True: the Hebrew doesn’t say “giants.” It speaks of “Nephilim,” from the root meaning “to fall”—“the fallen ones,” maybe? It was the old Greek translation of the Bible, followed by the Latin, that rendered this as gigantes, “giants.” Yet the Nephilim turn up again in Numbers 13:33, where they really do seem to be giants, compared to whom people seem tiny as locusts. Other Biblical passages as well hint at the one-time existence of races of giants, some of their offspring surviving into historical times. Do you doubt? Then go to the city that’s now called Amman and see for yourself the physical evidence: an iron bed, more than 13 feet long and 6 feet wide (Deuteronomy 3:11). Who but a giant could have slept there?
And therefore, says von Däniken, “they must have existed.”

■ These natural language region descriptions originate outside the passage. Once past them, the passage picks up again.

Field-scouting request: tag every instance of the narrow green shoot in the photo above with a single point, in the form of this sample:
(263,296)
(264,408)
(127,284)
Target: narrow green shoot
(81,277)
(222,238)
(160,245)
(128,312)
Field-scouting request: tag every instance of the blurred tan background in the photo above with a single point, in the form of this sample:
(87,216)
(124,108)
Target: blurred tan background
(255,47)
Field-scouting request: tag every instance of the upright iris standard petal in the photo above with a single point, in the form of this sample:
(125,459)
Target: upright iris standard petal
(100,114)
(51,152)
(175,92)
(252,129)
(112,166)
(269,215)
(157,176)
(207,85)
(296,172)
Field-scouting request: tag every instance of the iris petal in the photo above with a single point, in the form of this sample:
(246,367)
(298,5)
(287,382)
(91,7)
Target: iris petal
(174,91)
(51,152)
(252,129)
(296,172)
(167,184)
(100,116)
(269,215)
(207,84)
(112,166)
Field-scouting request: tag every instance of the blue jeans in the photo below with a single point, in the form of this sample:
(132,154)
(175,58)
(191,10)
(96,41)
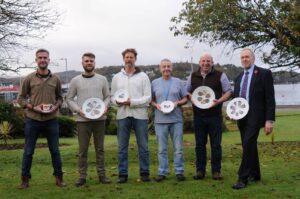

Most of us will resist this conclusion. Von Däniken has been criticized, sometimes quite bitterly, for selling our ancestors short in terms of their engineering know-how. (And, we should add, ignoring that the great monuments of antiquity were built by slave societies where human beings were expendable. If a few slaves were crushed beneath the massive rocks, who would mourn their loss?) It would be at least as fair to criticize him for selling short the human imagination.
If myths and legends speak of “chariots of the gods” sailing through the skies, does it follow that sky-borne vehicles must have been part of people’s experience? An earthly king will surround himself with chariotry to protect his realm and crush his enemies; why shouldn’t a heavenly king do the same? The “host of heaven,” from whom the “Lord of hosts” takes His name, are the countless stars. Surely they ride in countless chariots, which can’t be seen with the physical eye but it’s no great strain for the mind’s eye to make up for that.
No one with the smallest imagination can fail to visualize the “chariotry of God” that Psalm 68:18 declares to be “two myriads, thousands of shin’an.” We really don’t know what shin’an are, yet the overall picture is clear enough. “The Lord is among them, Sinai in holiness.”
And when one of these chariots detaches itself from the rest to carry Elijah up to heaven (2 Kings 2:11), there to celebrate with the rest of the “morning stars” who are the “sons of God” (Job 38:7)—that’s no UFO. Chariots that fly with the whirlwind are “identified flying objects,” scientifically recognized entities, fitting comfortably into the framework of the universe as the ancients understood it.
And giants?
Von Däniken is right. They existed, had to exist. But a giant is gigantic only by comparison with something else. We were all tiny; giants surrounded us all, hopefully benign and protecting, too often fearsome and abusive. We know this is true because we’ve lived it. The memory traces are inside us, ineradicable, un-debunkable even by little Susan’s mother.
Like Quixote, or David or Odysseus—or, yes, the Jack who climbed the beanstalk—we need to fight those giants. It’s a prerequisite to our growing up to be giants like them. (Though we won’t know that’s happened, once it’s happened. We’ll think ourselves just as ordinary as we always were, and a “giant” as something preternatural.) We need to kill them—in story, not in reality—though we know full well they’ll spring back to life. They live inside us. They can’t die until we do.
Who’s Jack?
He’s you, Susan, and he’s me. That’s why, once you hear his story, you’ll never forget it. It’s true, in the way that only fairy tales—and holy Scriptures, from time to time—can be the truth.
Did von Däniken write one more fairy tale, when he wrote Chariots of the Gods? I can’t think of higher praise.